Co się dzieje? Plaga ataków na ratowników i lekarzy nie ma końca. Kolejne w Legnicy i Warszawie

W piątek w Wojewódzkim Szpitalu Specjalistycznym w Legnicy doszło do skandalicznego zdarzenia. Agresywny pacjent zaatakował personel medyczny Szpitalnego Oddziału Ratunkowego, raniąc aż dziewięć osób. Poszkodowanym zapewniono opiekę medyczną oraz psychologiczną. Szpital zapowiedział również, że będzie domagać się surowej kary dla sprawcy oraz aktywnie uczestniczyć w postępowaniu prawnym jako oskarżyciel posiłkowy.

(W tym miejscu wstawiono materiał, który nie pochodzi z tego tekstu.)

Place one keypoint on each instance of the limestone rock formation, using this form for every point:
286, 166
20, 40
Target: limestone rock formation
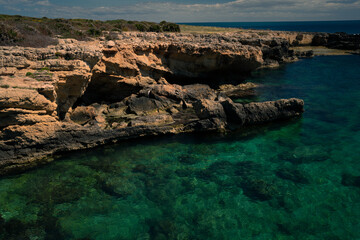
77, 95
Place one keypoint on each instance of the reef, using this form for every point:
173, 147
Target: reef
81, 94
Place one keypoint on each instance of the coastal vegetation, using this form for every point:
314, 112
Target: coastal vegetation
30, 31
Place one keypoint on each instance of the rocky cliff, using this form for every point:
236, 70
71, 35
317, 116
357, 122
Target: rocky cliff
77, 95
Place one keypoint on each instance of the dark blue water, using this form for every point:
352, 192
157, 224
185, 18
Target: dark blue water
352, 27
298, 179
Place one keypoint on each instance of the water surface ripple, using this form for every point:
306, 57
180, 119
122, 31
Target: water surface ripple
298, 179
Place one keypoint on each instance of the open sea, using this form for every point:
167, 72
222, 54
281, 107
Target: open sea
351, 27
298, 179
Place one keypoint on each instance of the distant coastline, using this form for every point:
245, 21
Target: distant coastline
348, 26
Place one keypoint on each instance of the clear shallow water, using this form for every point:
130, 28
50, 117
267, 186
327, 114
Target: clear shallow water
303, 26
290, 180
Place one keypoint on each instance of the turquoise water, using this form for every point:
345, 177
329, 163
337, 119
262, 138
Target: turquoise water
298, 179
352, 27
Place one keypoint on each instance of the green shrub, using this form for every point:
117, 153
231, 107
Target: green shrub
94, 32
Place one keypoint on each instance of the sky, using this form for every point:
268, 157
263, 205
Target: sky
187, 10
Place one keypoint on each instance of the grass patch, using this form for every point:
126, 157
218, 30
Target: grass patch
29, 31
205, 29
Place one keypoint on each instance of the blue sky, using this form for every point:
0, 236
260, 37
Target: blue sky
188, 10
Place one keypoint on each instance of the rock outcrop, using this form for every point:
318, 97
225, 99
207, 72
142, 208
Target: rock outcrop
78, 95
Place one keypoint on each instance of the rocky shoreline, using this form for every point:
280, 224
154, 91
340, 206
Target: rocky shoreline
78, 95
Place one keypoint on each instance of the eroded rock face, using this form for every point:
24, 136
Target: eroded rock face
79, 95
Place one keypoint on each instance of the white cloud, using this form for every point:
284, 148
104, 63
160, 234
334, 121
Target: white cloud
238, 10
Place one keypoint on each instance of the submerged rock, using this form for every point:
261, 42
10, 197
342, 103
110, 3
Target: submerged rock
97, 95
350, 180
293, 175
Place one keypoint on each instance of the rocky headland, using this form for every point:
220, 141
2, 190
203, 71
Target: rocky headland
81, 94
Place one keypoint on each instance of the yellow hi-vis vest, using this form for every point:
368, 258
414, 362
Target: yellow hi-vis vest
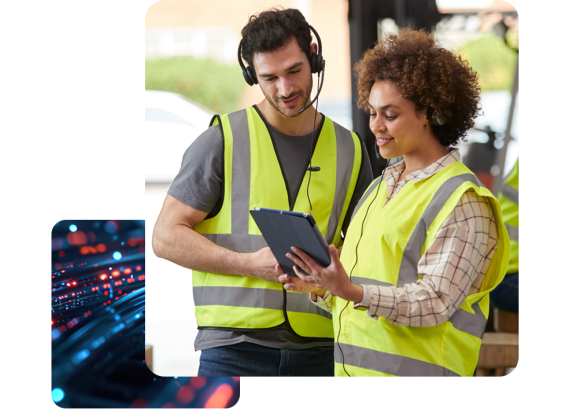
394, 238
509, 199
253, 178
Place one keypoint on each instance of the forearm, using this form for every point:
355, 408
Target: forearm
187, 248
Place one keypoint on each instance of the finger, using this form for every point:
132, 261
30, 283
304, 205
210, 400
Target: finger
308, 261
304, 277
298, 261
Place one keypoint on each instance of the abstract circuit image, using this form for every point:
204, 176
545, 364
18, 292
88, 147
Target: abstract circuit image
97, 325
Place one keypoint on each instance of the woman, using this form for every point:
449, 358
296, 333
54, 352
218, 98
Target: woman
426, 243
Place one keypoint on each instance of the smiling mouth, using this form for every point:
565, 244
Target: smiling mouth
383, 141
289, 100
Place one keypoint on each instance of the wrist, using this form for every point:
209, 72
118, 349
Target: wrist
355, 293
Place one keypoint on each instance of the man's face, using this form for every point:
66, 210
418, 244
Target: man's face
285, 78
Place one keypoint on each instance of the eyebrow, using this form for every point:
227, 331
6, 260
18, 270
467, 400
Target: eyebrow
298, 64
385, 106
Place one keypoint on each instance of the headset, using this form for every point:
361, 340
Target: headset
317, 64
435, 117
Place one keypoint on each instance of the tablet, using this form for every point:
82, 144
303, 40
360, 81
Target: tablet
283, 229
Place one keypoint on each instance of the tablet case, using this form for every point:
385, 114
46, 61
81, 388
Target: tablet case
283, 229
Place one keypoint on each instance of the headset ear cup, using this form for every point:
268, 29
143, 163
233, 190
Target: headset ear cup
246, 76
251, 74
315, 63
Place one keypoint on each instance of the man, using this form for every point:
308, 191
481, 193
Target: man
259, 157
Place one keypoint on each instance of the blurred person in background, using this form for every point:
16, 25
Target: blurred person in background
506, 295
259, 157
426, 244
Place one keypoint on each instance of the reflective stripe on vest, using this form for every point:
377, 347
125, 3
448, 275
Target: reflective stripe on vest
252, 179
442, 347
509, 199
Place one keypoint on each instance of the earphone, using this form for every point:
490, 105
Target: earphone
435, 117
351, 273
317, 64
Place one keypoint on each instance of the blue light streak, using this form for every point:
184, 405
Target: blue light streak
80, 356
57, 395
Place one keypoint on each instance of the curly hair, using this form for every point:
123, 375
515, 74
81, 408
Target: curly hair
428, 75
273, 29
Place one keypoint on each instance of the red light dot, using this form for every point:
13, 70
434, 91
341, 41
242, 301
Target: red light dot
198, 382
220, 398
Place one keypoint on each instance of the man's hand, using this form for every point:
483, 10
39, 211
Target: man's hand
263, 265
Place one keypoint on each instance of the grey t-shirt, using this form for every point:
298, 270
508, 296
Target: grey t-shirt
199, 184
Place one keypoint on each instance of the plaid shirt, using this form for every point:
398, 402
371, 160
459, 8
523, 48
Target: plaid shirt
453, 266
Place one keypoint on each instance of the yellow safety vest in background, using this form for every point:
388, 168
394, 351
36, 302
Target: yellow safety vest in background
252, 178
394, 238
509, 199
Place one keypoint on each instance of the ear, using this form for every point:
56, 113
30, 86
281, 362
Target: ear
313, 49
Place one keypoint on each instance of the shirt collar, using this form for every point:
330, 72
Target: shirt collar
452, 156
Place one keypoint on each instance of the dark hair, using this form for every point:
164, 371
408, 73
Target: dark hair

Policja, która interweniowała na miejscu, przetransportowała napastnika do szpitala psychiatrycznego w Złotoryi.
Atak na ratowników medycznych w Warszawie
Kolejny dramatyczny incydent miał miejsce w centrum Warszawy, na ulicy Świętokrzyskiej. Ratownicy medyczni zostali wezwani do nieprzytomnego 20-latka leżącego na ulicy. Podczas udzielania mu pomocy zostali zaatakowani przez 53-letniego nietrzeźwego mężczyznę, który okazał się ojcem pacjenta. Agresor najpierw znieważył ratowników, a następnie kopnął jednego z nich. Dzięki szybkiej reakcji świadków i ratowników wezwano policję, która zatrzymała napastnika.
Systemowe rozwiązania w walce z agresją
Nieustannie rosnąca liczba ataków na personel medyczny sprawia, że konieczne są systemowe rozwiązania. W połowie lutego rząd przyjął propozycję ustawy mającej zwiększyć bezpieczeństwo ratowników i lekarzy. Nowe przepisy przewidują m.in. surowsze kary dla agresorów oraz obowiązkowe szkolenia z samoobrony dla pracowników ochrony zdrowia.
Czy to wystarczy, aby powstrzymać falę przemocy wobec ludzi, którzy codziennie ratują życie innych? Czas pokaże, ale jedno jest pewne – społeczeństwo musi stanowczo sprzeciwić się agresji wobec medyków, zanim dojdzie do kolejnej tragedii.